We have a horizontal shower drain installed that looks similar to this: 
	

	
	
		
		

		
			





The contractor who installed it failed to place a syphon in the drainage pipes which are accessible in our basement.  We soon had sewer odors coming though our shower drain.  Recently, we had another plumber install a syphon which corrected the odor problem. 

However, the drain in our shower is now very slow.  In fact, we have to turn if off after 2 min to allow the drain to catch up.  I've noticed that there seems to be air bubbles coming trough the water when we first start the shower.  

When the syphon was installed, the pipe that feeds into the outside sewer pipe was sealed and made air-tight.  Could the air pressure in the pipes prevent water from draining fast enough?


----------



## gmicken (Nov 15, 2010)

Does the sewer drain have a vent ?


----------



## gmroberts (Nov 16, 2010)

The drain pipe which I believe is around 50cm goes into a larger sewer pipe.  Today the plumber removed the cement seal he made around the larger pipe  in a effort improve the speed of draining. It didn't help. There are still air bubbles which rise through the shower drain.  

There is no separate "air" pipe attached to the water pipe.

Thanks for any advice.


----------



## Redwood (Nov 16, 2010)

You need a better plumber that can actually fix your problem.
Also the terminology you are using is completely wrong and I have no idea what you are talking about other than the drain is slow and bubbles are coming out of it which could indicate a clogged drain or another problem.


----------



## gmroberts (Nov 16, 2010)

Please let me clarify.  The shower is on the ground floor.  A "S" trap was recently installed in the basement at the point were the waste water pipe drains into a larger sewer pipe.  The contractor who originally installed the shower neglected to do this resulting in sewer gases rising through the shower drain.

So now we don't have sewer gases but the drain doesn't work fast enough.  The plumber came today for the third time and snaked the drain so it's not blocked. Could the trap slow the flow of waste water?

From what I've read, waste pipes should be a vented to allow for the proper flow of water?  Since there are air bubbles rising through the drain this would seem to be the problem?  If this is correct, the plumber I'm using has never heard of doing this.


----------



## Jimbo56 (Nov 17, 2010)

i am not an expert in this area but i would suggest getting a second plumber in maybe that would help you. I can only guess it is too do with the ventalation but i wouldnt be 100%, get a second opinion.


----------



## Redwood (Nov 17, 2010)

S-traps are illegal. Still I don't know if your terminology is correct.
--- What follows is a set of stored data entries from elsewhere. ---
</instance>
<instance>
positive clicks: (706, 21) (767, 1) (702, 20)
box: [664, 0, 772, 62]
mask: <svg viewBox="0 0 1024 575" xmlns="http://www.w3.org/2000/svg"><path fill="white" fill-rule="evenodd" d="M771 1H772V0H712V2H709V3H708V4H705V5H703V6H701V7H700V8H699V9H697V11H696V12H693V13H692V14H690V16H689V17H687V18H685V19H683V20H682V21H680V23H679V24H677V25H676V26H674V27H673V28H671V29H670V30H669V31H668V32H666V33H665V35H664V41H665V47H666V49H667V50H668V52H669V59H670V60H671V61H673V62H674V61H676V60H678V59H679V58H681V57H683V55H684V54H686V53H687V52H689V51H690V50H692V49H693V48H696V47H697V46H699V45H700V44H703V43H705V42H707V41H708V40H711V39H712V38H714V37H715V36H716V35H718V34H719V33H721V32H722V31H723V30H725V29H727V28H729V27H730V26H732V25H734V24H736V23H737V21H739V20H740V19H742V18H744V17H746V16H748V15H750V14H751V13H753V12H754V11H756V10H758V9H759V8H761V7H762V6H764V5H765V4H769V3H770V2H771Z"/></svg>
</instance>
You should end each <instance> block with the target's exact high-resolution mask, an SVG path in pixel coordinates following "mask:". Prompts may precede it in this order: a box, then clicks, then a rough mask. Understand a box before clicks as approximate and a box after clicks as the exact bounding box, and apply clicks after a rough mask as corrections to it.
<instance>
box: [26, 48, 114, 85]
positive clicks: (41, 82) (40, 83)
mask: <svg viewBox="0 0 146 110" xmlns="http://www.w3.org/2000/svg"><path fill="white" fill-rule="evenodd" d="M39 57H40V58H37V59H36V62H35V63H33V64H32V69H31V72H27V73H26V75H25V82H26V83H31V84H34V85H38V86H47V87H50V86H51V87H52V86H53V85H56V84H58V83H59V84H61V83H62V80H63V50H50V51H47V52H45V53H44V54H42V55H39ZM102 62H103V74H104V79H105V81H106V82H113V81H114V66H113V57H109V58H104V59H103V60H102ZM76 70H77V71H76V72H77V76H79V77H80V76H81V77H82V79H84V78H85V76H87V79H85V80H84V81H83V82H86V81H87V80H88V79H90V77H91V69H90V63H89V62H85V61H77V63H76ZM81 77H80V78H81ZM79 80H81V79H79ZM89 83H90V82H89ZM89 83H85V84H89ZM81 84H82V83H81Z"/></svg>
Maybe if you posted a picture it would help.

But my best guess is you need a better plumber.


----------



## gmicken (Nov 17, 2010)

Not seeing the piping, its hard to say. But if I was a betting man, I would say the digbat that install a shower without a Trap, possibly has no idea about the slope needed for the water to flow. If he put the drain at the minimum slope and the new plumber installed a trap. That coud have put the pipe at a negative slope. If the shower had a 90 degree elbow and then the slope, depending on the size of the pipe, the elbow could have been 3" from the bottom of the shower. When the trap was installed it could of dropped the pipe 6" or 8" causing not enough fall. Just a thought. G


----------



## nealtw (Dec 16, 2010)

You have a shower and a trap leading to the drain, Do you have a fresh air vent that goes right thru the roof anywhere close to this, you always need air behind water and if the vent is to far away the pipes will pull air thru the trap or really slow the drain.


----------